The Michigan State University star who won a Super Bowl ring during 10 seasons in the NFL is the latest among a growing list of high-profile inmates seeking release during a virus outbreak that has killed at least eight federal inmates. His request comes as Attorney General Bill Barr has ordered the Bureau of Prisons to determine which at-risk inmates should be released on home confinement.
At least 1,022 federal inmates with COVID-19 risk factors have been released on home confinement.
As of Tuesday, 446 federal inmates and 248 prison staff had tested positive for COVID-19 while 14 inmates have died of the disease.
Prosecutors, however, fought Ingram's release.
They cited Ingram’s long criminal record as a reason to keep him behind bars and said his “alleged dementia” does not leave him more susceptible to COVID-19.
The legal fight is the latest development in Ingram's long criminal record that dates to 1985.
He was convicted of bank fraud and laundering drug money in 2008, sentenced to 92 months in prison and ordered to serve five years' supervised release.
He repeatedly violated supervised release and, in February 2019, a federal judge determined Ingram had possessed a firearm and marijuana and was involved in a marijuana grow operation and failed to pay restitution.

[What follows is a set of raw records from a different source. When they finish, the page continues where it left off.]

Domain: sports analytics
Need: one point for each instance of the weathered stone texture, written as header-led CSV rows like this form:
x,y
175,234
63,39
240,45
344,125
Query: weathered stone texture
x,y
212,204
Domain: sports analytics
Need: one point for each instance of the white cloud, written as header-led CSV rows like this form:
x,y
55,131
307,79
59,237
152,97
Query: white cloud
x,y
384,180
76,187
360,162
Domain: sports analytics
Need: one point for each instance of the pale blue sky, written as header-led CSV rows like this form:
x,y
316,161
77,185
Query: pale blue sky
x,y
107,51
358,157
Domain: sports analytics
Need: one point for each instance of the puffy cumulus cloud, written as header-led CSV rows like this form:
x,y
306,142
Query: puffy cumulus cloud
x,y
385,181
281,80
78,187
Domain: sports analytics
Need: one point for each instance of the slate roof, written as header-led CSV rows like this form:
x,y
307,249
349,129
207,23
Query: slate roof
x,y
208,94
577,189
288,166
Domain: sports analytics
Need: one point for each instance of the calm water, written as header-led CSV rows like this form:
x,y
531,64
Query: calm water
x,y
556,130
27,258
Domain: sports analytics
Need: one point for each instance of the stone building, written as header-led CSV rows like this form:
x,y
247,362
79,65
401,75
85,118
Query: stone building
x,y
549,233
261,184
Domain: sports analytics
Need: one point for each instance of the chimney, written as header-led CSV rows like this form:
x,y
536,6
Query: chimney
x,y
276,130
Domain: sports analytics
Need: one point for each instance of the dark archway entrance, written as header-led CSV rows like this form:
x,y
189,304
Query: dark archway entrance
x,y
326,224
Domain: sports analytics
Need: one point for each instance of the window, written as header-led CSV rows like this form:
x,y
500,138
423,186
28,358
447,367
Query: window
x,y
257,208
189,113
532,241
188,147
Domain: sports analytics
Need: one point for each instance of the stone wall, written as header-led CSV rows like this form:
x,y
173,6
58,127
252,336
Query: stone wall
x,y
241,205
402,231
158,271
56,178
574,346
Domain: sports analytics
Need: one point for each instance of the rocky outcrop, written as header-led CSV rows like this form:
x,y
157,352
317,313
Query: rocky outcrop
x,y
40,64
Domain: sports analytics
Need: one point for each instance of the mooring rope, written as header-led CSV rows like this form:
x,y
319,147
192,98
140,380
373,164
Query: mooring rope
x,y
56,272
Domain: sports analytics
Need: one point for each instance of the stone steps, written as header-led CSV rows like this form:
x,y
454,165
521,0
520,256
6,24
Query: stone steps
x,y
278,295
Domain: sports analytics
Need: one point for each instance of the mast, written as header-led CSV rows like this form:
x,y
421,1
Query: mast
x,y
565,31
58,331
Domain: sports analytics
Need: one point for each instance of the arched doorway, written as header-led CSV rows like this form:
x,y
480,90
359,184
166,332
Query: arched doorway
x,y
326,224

He was sentenced to 21 months and reported to the federal prison in September.
Ingram has several health problems that leave him susceptible to COVID-19, including asthma and hypertension, his lawyer, Jones, wrote in a court filing. He also has been diagnosed with dementia and likely has Chronic traumatic encephalopathy or CTE — though the disease can only be determined following an autopsy.
His health problems include memory loss that worsened last year, his neurologist wrote.